TYMLOS® (abaloparatide) injection Savings Program Terms and Conditions
With this TYMLOS® (abaloparatide) injection Pharmacy Savings Card, eligible commercially insured patients may pay as little as $0 per month in out-of-pocket costs for their TYMLOS prescription. There is an annual cap on the amount of assistance that patients can receive over a one year period.
Patient Instructions: In order to redeem this offer, you must have a valid prescription for TYMLOS. Follow the dosage instructions given by the doctor. By using this offer, you agree that you meet the eligibility criteria and will comply with the Eligibility, Rules, and Restrictions section below each time you use this offer. Patients with questions about the TYMLOS Savings offer should call 1-855-243-6222.
Pharmacist: When you apply this offer, you are certifying that you have not submitted a claim for reimbursement under any federal, state, or other governmental programs for this prescription. Participation in this program must comply with all applicable laws and regulations as a pharmacy provider. By participating in this program, you are certifying that you will comply with the terms and conditions described in the Eligibility, Rules, and Restrictions section below.
Pharmacist instructions for a patient with an Eligible Third-Party Payer: This card must be accompanied by a valid prescription for TYMLOS. Submit the claim to the primary Third-Party Payer first, then submit the balance as a secondary transaction to BIN 601341. The patient will be responsible for any remaining amount above the annual cap.

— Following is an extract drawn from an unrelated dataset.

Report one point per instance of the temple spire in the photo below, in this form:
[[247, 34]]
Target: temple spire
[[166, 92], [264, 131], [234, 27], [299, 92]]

Valid Other Coverage Code required. Pharmacists with questions, please call 1-800-364-4767.
Eligibility, Rules, and Restrictions: Patients must be female and 18 years or older, and have a valid prescription for TYMLOS. There is an annual cap on the amount of assistance that patients can receive over a one year period. This program is available only for prescriptions covered by commercial or private health insurance. This program is not available for prescriptions covered by state or federal government-funded healthcare programs, such as Medicare (including Part D), Medicaid, TRICARE, and Veterans Administration. The patient understands that if she begins to receive drug benefits under any such government-funded program, she can no longer use this offer. The patient also agrees to follow any health insurance plan requirements, including telling her plan how much co-pay support she gets from this program. This offer is not transferable and is limited to one offer per person. Patients may not seek payment for the value of this offer from a third-party, such as a flexible spending account. This offer is only valid in the United States and is not valid in any state where it is prohibited by law. This card is not health insurance. The program may change or end at any time without notice. This offer may not be used with any other coupon, discount, prescription savings card, free trial, or other offer.